The U.S. Supreme Court in 1992 outlawed school-sponsored graduation prayers, ruling that they violated the constitutional separation of church and state.

Kent Willis, executive director of the Virginia ACLU, said that individual students, such as Nuss, are entitled under freedom of speech rights to say a prayer of their own choosing during a graduation speech.

But Willis maintained that school officials would have to take a ``hands-off approach'' or risk violating the law against state-sponsored religious expression. That means, Willis wrote in the June 6 letter, that ``such speeches should not be edited, approved or even reviewed in advance by school officials.''

This marks the third year that the ACLU in Virginia has mailed the letters, which one Hampton Roads school official termed ``intimidating.'' But local school administrators said they will take care to avoid legal trouble.

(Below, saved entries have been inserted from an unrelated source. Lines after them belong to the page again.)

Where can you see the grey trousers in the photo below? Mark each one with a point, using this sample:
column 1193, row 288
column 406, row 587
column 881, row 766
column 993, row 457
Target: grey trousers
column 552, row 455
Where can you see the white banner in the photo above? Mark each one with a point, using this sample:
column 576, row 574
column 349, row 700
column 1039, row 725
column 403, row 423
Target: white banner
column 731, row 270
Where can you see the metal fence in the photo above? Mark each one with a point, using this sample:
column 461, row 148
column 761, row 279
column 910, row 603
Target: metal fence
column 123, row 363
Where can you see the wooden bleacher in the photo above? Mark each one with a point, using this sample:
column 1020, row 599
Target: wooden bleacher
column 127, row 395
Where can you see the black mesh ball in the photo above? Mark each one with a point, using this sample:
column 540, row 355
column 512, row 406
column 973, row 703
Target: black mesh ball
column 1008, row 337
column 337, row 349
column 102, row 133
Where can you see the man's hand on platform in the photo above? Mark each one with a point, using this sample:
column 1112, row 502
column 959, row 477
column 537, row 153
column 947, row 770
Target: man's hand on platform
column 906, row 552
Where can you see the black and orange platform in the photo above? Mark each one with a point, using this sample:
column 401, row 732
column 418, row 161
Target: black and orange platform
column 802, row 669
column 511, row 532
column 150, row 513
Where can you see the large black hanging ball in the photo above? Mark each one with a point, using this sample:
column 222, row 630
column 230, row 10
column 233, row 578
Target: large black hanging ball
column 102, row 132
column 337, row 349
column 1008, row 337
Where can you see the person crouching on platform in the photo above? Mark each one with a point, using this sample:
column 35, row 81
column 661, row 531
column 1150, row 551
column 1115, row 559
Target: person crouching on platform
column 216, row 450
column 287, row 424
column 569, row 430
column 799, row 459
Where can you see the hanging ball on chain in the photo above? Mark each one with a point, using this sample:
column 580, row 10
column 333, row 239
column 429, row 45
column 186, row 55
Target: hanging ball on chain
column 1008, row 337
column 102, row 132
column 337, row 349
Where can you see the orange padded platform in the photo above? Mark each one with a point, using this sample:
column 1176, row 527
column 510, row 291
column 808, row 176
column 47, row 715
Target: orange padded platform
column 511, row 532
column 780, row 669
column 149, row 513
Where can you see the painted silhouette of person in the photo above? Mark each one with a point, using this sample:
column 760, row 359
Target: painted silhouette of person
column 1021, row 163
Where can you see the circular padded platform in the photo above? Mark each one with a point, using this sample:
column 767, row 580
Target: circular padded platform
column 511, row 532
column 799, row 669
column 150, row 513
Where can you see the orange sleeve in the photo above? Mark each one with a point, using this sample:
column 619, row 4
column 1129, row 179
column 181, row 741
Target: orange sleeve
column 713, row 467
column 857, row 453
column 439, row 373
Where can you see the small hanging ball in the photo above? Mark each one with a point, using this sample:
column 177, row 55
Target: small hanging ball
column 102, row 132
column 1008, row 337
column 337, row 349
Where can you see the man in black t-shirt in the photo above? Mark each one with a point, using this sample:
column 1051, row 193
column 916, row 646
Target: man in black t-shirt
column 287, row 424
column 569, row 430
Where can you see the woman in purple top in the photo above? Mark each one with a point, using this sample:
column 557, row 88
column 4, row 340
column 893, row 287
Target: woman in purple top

``We will consult our attorneys and take appropriate action. It hasn't been an issue,'' said George Raiss, spokesman for Norfolk schools.

``I've talked to the principals and they've assured me that for the past three or so years, there has been no type of prayer at any graduation ceremony,'' said Joe Lowenthal, spokesman for Virginia Beach schools.

Bethanne Bradshaw, spokeswoman for Suffolk schools, said the district has no specific policy on graduation prayer but that if a ``prayer is initiated by a student during the course of a ceremony we don't interfere - that's where we start and stop.''

Willis said his letter was written in response to preliminary guidelines on religious expression the state Board of Education is considering. The proposal, drafted by the state Attorney General's Office, is intended to help public school officials navigate the legal minefield.

One section of the proposed guidelines, dealing with student-initiated prayer, is legally ``erroneous,'' Willis said, and may lead some principals to break the law.

The issue centers on a 1993 case, Gearon vs. Loudoun County School Board, in which a U.S. District Court in Alexandria banned organized prayer at graduations, including prayer requested in a vote by the graduating class.

The court ruled that the only permissible prayers at a public commencement are those offered by a student speaker and not subject to school approval or review.

As now written, the guidelines mention the Loudoun County case but point out that the issue is unsettled, because the U.S. Supreme Court has never ruled on whether a graduation prayer voted on by the senior class is legal.

Several lower court rulings have been contradictory on that point. The proposed guidelines advise school officials to consult their attorneys and appropriate case law before deciding to allow class-initiated prayer.

Willis maintains that the Loudoun County ruling is the law in Virginia and should be stated clearly in the guidelines.

``The very notion that a majority of students could decide to hold a prayer violates the notion of a constitutional principle,'' Willis said.

James P. Jones, president of the state Board of Education, said Wednesday that he expects ``major changes'' to the guidelines before adoption.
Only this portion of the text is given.